Additional information
- ‹See RfD›

Chinese name
- Traditional Chinese: 大頭洲
- Simplified Chinese: 大头洲
- Literal meaning: Big Head Island

Standard Mandarin
- Hanyu Pinyin: Dàtóu zhōu

Yue: Cantonese
- Yale Romanization: daaih tàuh jāu
- Jyutping: daai6 tau4 zau1

= Tai Tau Chau (Sai Kung District) =

Island in Sai Kung District, Hong Kong

Tai Tau Chau also known for its less popular name Urn Island, is an island in the water body Sham Tuk Mun (深篤門), Sai Kung District, Hong Kong. Inner Port Shelter and Rocky Harbour are near the island.

==History==
The name Urn Island was mentioned in Asiatic Pilot by the U.S. Hydrographic Office in 1910. The book described that vessels can enter Rocky Harbour from Port Shelter by passing through water passage near islets Urn Island (Tai Tau Chau) and Yim Tin Tsai. The book recommends to use sea chart as a guide, as the channel is narrow.

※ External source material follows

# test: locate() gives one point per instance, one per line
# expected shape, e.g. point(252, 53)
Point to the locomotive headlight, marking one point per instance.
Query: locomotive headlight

Since the 1980s, some part of the island became an approval burial site for fishermen.

==Biodiversity==
62 species of vascular plant were discovered on the island.
==Economy==
Several floating fish farms were located in the waters next to the island, known as Tai Tau Chau Fish Culture Zone. In 1982, councillors of the Sai Kung District Board, had requested to expand the area of the Fish Culture Zone, in order to accommodate fishermen from nearby Lap Sap Chau. In 1989, a refugee camp for Vietnamese was proposed to establish on High Island, a former island that near to the Fish Culture Zone. Councillors and fishermen worried that sea water of the Fish Culture Zone would be polluted by the increasing human population.

In the past, the fish rafts were used for commercial fish farming. Brown-dotted grouper and red grouper were the dominant species to culture in the Tai Tau Chau Fish Culture Zone.

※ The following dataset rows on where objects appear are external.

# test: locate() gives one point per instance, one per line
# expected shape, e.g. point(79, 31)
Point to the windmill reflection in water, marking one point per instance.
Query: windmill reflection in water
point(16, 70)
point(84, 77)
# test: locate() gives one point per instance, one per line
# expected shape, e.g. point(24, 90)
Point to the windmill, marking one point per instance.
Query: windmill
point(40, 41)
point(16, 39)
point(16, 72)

However, in recent years some of them were converted to use by the tourists for recreational fishing. Red tides were also observed, affecting the Fish Culture Zone.

In 2019, a teen tourist was drowned in a fish farm of the island.

== Permitted Burial Ground ==
The island hosts Permitted Burial Grounds (PBGs), land used for graves. In 2021, the government took action against illegal burials on the island.